“wearing a mask may limit our capacity to communicate visually with facial expressions but we may have a beautiful opportunity to talk more with our eyes and reconnect from a more soul-based place within us”
The first time I wore a mask in the supermarket I found myself standing behind a woman and her baby in the check-out queue. As the woman unloaded her shopping her baby stared at me from the trolley eyes wide, absorbing everything in her orbit in wonder. It was a few days before mask-wearing became obligatory and I felt terribly sad that this strange interaction was about to become the norm for this tiny little human who would so desperately need facial feedback to help her in her most fundamental developments. I decided to peek out from behind my mask with a big smile, which she responded to in kind and simply lit up. So I found myself playing face mask peekaboo with the baby until it was time for us both to move on.
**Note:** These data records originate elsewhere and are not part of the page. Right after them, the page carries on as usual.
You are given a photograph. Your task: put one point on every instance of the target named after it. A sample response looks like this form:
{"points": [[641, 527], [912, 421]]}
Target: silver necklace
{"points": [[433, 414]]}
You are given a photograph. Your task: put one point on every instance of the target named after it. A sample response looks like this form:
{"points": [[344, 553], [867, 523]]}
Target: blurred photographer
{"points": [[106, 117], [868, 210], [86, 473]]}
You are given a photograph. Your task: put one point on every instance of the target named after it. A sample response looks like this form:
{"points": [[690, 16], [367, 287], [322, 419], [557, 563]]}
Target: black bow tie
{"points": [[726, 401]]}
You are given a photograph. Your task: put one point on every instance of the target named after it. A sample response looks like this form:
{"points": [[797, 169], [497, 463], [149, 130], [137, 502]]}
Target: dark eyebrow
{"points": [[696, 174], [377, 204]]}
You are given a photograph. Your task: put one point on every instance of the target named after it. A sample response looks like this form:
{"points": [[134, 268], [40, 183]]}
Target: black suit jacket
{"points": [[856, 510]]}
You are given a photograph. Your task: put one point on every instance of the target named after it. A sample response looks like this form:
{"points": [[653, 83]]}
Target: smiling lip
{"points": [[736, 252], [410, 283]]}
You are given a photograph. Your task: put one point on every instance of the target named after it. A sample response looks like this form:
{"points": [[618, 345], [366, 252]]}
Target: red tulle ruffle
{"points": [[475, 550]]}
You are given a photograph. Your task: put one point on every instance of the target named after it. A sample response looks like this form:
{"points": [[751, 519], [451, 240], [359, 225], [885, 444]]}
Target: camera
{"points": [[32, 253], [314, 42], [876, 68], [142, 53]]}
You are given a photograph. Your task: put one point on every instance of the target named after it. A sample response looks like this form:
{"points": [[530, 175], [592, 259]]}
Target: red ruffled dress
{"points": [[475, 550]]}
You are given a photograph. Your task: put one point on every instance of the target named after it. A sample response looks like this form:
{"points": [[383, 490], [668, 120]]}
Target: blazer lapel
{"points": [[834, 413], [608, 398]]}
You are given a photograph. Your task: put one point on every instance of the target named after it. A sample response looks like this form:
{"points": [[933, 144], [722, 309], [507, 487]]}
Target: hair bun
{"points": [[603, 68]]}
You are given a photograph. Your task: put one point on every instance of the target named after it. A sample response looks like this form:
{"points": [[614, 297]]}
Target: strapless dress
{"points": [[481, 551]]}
Since then I have been left wondering with concern about the many potential ways face masks could hinder our capacity to connect with others at a time when the importance of our connection is paramount yet our opportunities for connection are increasingly limited. I feel a sense of loss for these simple everyday interactions, like those with someone in a check-out queue, that are so human and so important. As with everything, I’ve tried to look to the potential gifts in this particular mask situation and I wonder if there is one we could take advantage of if we are brave enough to do so. It could ironically enable us to even strengthen our capacity for connection through wearing masks.
Some years ago I went on my first personal development retreat and vividly recall a particular experiential exercise where we were invited to wander around the group room and periodically stop when directed to and look directly into the eyes of another group member before commencing our wander. The time spent eye gazing expanded as the exercise went on. Initially, this felt very awkward but gradually I began not only to relax into it, but to drift into a very loving state as a result of the innocent intimacy I experienced with these relative strangers. Following the retreat, with my heart broken wide open and gushing with love for everyone and everything, I found myself disappointed that this practice didn’t translate into everyday life. In fact, I soon recognised that most people find it almost threatening to be seen, truly seen, and that we have learnt as a society to avoid another’s eye gaze nearly all the time.
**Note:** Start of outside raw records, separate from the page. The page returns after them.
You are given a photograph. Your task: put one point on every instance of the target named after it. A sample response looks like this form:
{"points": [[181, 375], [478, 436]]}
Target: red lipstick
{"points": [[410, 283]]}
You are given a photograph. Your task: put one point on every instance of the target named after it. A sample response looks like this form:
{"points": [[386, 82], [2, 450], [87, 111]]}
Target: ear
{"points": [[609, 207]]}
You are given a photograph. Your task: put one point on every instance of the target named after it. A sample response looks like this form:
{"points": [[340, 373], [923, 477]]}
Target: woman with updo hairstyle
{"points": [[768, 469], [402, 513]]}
My young children and my partner received my capacity to be more present with them in this way well though and I felt it strengthen our bonds. Since that first experience, I have gazed into countless eyes at many retreats and workshops, and in certain close relationships. I find that if I’ve been unconsciously socialised back into an ‘eye averting posture’ myself then it can take a bit of getting used to again, but it’s so worth it. To be seen and to see another are such basic human needs.
We’ve all had experiences where we’ve made proper eye contact with another person, including strangers, and it has felt very connecting and sometimes surprisingly so. We may also have had experiences that have left us feeling a bit uncomfortable. There is a whole body of psychological research around the science of eye contact, but what I’m interested in here is simply the opportunity it offers for fostering connections in a very simple everyday way at a time when this is greatly needed.
Our capacity to truly communicate and connect from the heart, a core quality of the feminine, has been largely diminished and dismissed for centuries. We need to reclaim core qualities of the feminine during these troubled time to help us re-establish a more balanced relationship with ourselves, each other and the world. We can all help to bring these qualities back into stronger prominence within ourselves and society if we consciously choose ways to foster the feminine in our everyday lives. I wonder whether mask-wearing may offer us a new very simple way to help us do this.
So I propose that wearing a mask may limit our capacity to communicate visually with facial expressions but we may have a beautiful opportunity to talk more with our eyes and reconnect from a more soul-based place within us. Maybe instead of mask-wearing becoming yet another mechanism that limits our sense of interconnection, community and belonging, it could have the potential to bring us closer together if we choose to let it. I don’t know yet but it seems worth exploring. So next time I’m in a position where I need to wear a mask, I will be practicing ways I can better communicate with my eyes, and how to do so with compassion knowing that everyone is navigating their own struggles with this process right now. Maybe you might like to give it a go too, and if you see me out and about give me a wink!